Como Identificar a Apneia: Sinais Noturnos e Diurnos
Muitos convivem com os sintomas sem associá-los a uma doença. Fique atento se você ou alguém próximo apresenta:
🏙️ Durante o dia:
· Sonolência excessiva e inexplicável
· Cansaço crônico, mesmo após uma noite “dormida”
· Dificuldade de concentração, lapsos de memória e irritabilidade
· Dores de cabeça ao acordar
🌙 Durante a noite (geralmente relatados por parceiros):
· Ronco alto e interrompido por silêncios (as pausas respiratórias)
· Sensação de sufocamento ou engasgos durante o sono
· Suor excessivo
· Várias idas ao banheiro (noctúria)
A Escala da Gravidade e o Diagnóstico
O diagnóstico padrão-ouro é a polissonografia, um exame que monitora o sono por uma noite inteira . Ele mede o Índice de Apneia-Hipopneia (IAH) – o número de eventos (pausas ou reduções significativas na respiração) por hora de sono. É este índice que classifica a gravidade:
· Leve: IAH entre 5 e 15 eventos por hora.
· Moderada: IAH entre 15 e 30 eventos por hora.
· Grave: IAH superior a 30 eventos por hora.
O caso do ex-presidente, com cerca de 50 eventos por hora, se enquadra no grau grave, o que exige intervenção imediata .
Tratamento: O CPAP e Outras Estratégias
Para casos moderados a graves, o tratamento mais eficaz e comum é o CPAP (Pressão Positiva Contínua nas Vias Aéreas).

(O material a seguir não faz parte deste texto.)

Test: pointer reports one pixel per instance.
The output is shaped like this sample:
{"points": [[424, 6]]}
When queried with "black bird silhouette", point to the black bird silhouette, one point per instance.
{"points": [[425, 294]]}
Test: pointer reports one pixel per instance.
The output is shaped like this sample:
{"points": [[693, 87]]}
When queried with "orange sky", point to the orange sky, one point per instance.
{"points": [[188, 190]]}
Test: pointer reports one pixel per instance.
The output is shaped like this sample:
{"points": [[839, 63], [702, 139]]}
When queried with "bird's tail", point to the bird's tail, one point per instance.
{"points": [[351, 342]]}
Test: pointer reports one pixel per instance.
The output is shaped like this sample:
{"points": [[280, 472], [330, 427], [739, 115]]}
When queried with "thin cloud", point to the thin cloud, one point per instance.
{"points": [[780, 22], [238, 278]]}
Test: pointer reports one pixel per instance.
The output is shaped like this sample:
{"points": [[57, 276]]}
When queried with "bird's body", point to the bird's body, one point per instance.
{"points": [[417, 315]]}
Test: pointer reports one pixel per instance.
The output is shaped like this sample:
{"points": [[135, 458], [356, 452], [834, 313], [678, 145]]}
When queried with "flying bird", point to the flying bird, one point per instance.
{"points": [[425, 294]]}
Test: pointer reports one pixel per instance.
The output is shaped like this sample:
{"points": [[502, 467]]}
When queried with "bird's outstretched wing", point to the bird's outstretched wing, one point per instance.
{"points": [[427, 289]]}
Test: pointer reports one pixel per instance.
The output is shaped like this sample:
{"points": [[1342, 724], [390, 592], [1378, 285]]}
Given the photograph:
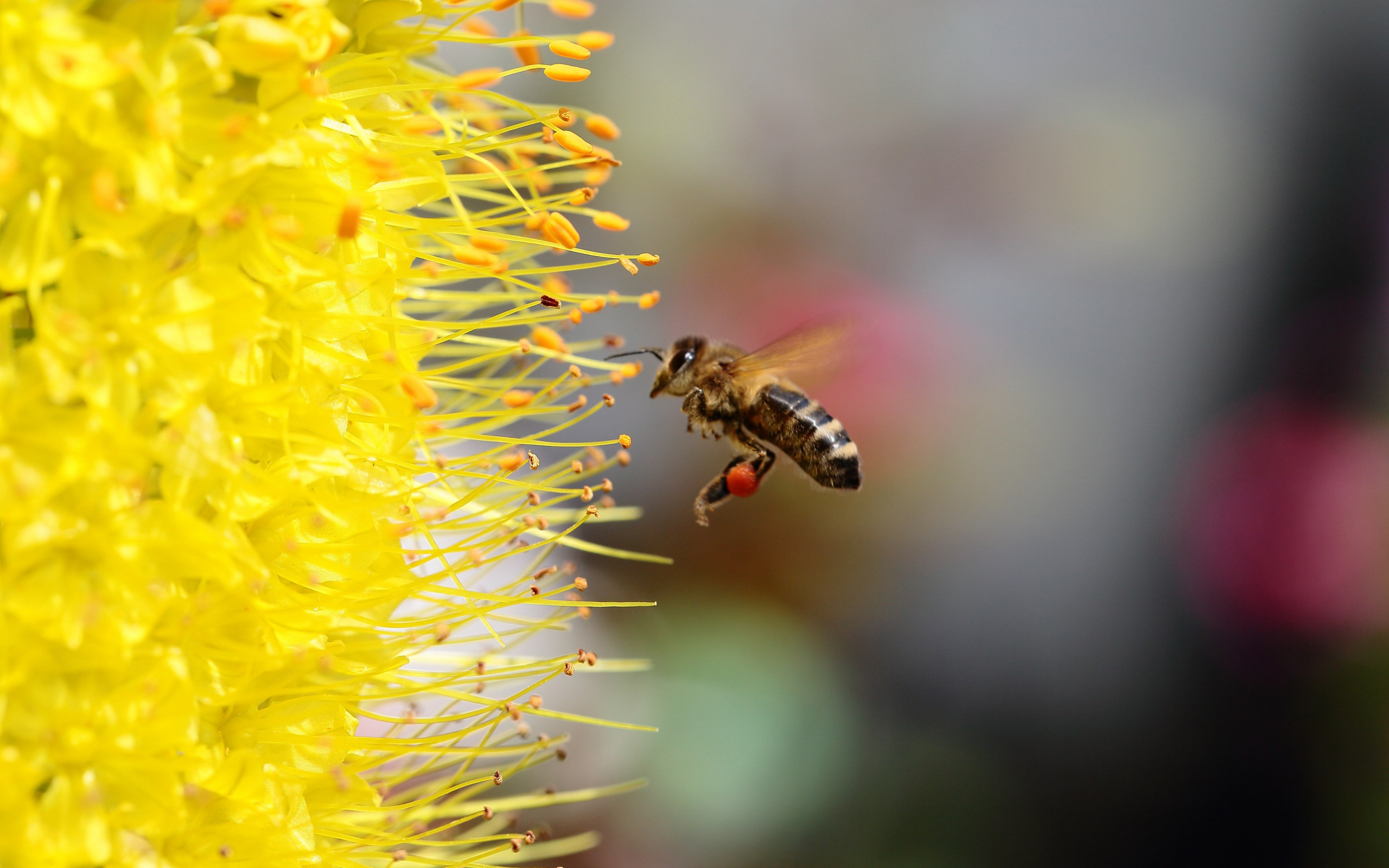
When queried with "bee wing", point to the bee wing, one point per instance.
{"points": [[806, 352]]}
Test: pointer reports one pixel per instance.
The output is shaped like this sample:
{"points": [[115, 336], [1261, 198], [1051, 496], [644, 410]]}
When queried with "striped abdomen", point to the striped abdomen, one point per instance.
{"points": [[810, 437]]}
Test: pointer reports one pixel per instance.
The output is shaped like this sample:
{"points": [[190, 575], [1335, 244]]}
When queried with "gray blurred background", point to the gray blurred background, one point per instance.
{"points": [[1110, 592]]}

O aparelho, que também está sendo utilizado por Bolsonaro, fornece um fluxo de ar constante por meio de uma máscara, impedindo o fechamento da garganta .
O CPAP é fornecido pelo Sistema Único de Saúde (SUS) mediante diagnóstico e prescrição médica .
Outras opções incluem:
· Mudanças comportamentais: Perda de peso, evitar álcool e sedativos, dormir de lado.
· Aparelhos intraorais: Feitos por dentistas, avançam levemente a mandíbula para abrir as vias aéreas.
· Cirurgias: Indicadas para corrigir obstruções anatômicas específicas, quando outros tratamentos falham ou não são tolerados .
Um Problema de Saúde Pública Subdiagnosticado
A exposição do caso de uma figura pública serve como um alerta crucial. Estima-se que a maioria das pessoas com apneia no Brasil não saiba que tem a doença . Enquanto isso, dados mostram que 72% dos brasileiros sofrem com algum distúrbio do sono, e a apneia é um dos mais prevalentes .
As consequências do não tratamento são severas, com risco significativamente aumentado para:
· Hipertensão arterial de difícil controle
· Arritmias cardíacas, infarto do miocárdio e Acidente Vascular Cerebral (AVC)
· Diabetes tipo 2
· Acidentes de trânsito e trabalho por sonolência excessiva .
A boa notícia é que a apneia tem tratamento. Procurar um médico ao identificar os sintomas é o primeiro passo para recuperar as noites de sono e proteger a saúde a longo prazo.
A vida não precisa ser sufocada pelo sono. O diagnóstico é a chave para respirar aliviado.